ЖИЛИ ПРОСТО:
НАБРОСОК К ПОРТРЕТУ
...Новобрачные шли по первому запоздавшему ноябрьскому снегу и смеялись, вспоминая как Миронов — председатель Мстёрского поссовета, забывшись, по обычаю спросил невесту:
— Вы фамилию мужа будете брать или свою оставите?
И тут же спохватился:
— Извините. У вас как-то необычно.
Действительно, многое было необычным в тот предзимний месяц 1948 года: Валентина Кирикова выходила замуж за Михаила Кирикова. Мало того. что молодожены были однофамильцами и соседями, они на долгие годы дали досужую тему «для завалинки» мстёрским кумушкам своим «неравным браком».

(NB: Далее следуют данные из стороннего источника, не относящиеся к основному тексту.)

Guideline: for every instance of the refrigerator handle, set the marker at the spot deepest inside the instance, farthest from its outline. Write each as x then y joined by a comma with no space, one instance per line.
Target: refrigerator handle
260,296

...Валентина Николаевна потчует меня чаем с «царским вареньем», ворошит в печке угли н тихонько вспоминает, словно напевая:
— Хорошо мы жизнь прожили. А брак у нас по правде был «неравным». Мне тогда, в сорок восьмом, было двадцать три года, а Мише уже сорок шестой шёл. Но нет, не так, совсем не так. как на картине Пукирева... Миша у меня был стройный, молодой, красивый. Хоть и возраст. Я и не ощущала всю жизнь этой разницы. Мы никогда ни в чём не расходились. А самое главное — жили просто. Люди от роскоши не могут друг с другом поладить, а мы жили всю жизнь на одну зарплату. Миша и замом и председателем правления «Пролетарского искусства» с 1953 по 1964 годы был... Сейчас вон думают, что если денег побольше накопишь да мебелью побогаче обставишься, так и счастье придет. Нет, счастье оно в чем-то в другом. Мы никогда к богатству не стремились, у нас все просто, а хорошо жизнь прожили. Хорошо. Миша все годы драмкружком руководил, пока не слег, сам играл. Детей вырастили, внучки приезжают погостить, снохи хорошие попались...

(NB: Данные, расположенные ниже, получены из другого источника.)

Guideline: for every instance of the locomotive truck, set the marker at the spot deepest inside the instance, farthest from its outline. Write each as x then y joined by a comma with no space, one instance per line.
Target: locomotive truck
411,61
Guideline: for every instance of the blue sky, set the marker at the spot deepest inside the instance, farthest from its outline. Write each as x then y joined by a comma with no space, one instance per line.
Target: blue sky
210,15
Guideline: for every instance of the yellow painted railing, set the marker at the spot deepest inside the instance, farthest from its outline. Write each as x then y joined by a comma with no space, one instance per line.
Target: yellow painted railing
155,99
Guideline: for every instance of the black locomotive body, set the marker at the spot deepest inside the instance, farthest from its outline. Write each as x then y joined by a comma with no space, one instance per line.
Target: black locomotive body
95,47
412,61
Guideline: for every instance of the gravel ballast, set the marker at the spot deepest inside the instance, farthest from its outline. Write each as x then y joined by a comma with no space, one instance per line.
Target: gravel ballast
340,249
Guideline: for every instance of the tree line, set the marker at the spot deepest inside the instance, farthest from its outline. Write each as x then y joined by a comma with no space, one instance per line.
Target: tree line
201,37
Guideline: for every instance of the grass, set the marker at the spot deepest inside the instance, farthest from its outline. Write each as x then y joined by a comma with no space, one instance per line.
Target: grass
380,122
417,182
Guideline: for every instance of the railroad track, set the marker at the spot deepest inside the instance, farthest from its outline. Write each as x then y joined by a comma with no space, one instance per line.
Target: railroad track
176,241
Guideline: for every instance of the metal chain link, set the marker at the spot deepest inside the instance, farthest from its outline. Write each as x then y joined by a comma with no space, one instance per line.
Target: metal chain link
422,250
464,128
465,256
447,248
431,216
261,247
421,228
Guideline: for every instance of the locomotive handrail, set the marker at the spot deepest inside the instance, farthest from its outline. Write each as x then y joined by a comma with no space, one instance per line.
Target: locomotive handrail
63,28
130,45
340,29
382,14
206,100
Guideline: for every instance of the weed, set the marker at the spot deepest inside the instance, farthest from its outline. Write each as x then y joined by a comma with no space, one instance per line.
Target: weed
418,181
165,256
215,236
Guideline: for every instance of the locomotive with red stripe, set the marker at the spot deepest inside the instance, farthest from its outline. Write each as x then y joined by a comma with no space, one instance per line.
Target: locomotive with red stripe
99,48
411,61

Михаил Иосифович, отдохнув и услышав наши голоса в горнице, спрашивает из своей комнаты:
— Валя, а ты Васину «Троицу» показала?
Фотографию, где удивительная копия рублевской «Троицы» (признанная экспертами лучшей копией века) снята рядом с подлинником, Валентина Михайловна приносит вместе с другими снимками, выставочными проспектами, рекламными плакатами. Это — память о брате Михаила Иосифовича Василии, одном из крупнейших советских реставраторов.
С богатой многоцветной афиши, какие во множестве красовались по московским рекламным щитам в начале 1973 года, смотрит на вас, задорно обернувшись, знаменитая Саския, а красивым шрифтом вместо «Рембрандт» неожиданно набрано: «Кириков Василий Осипович».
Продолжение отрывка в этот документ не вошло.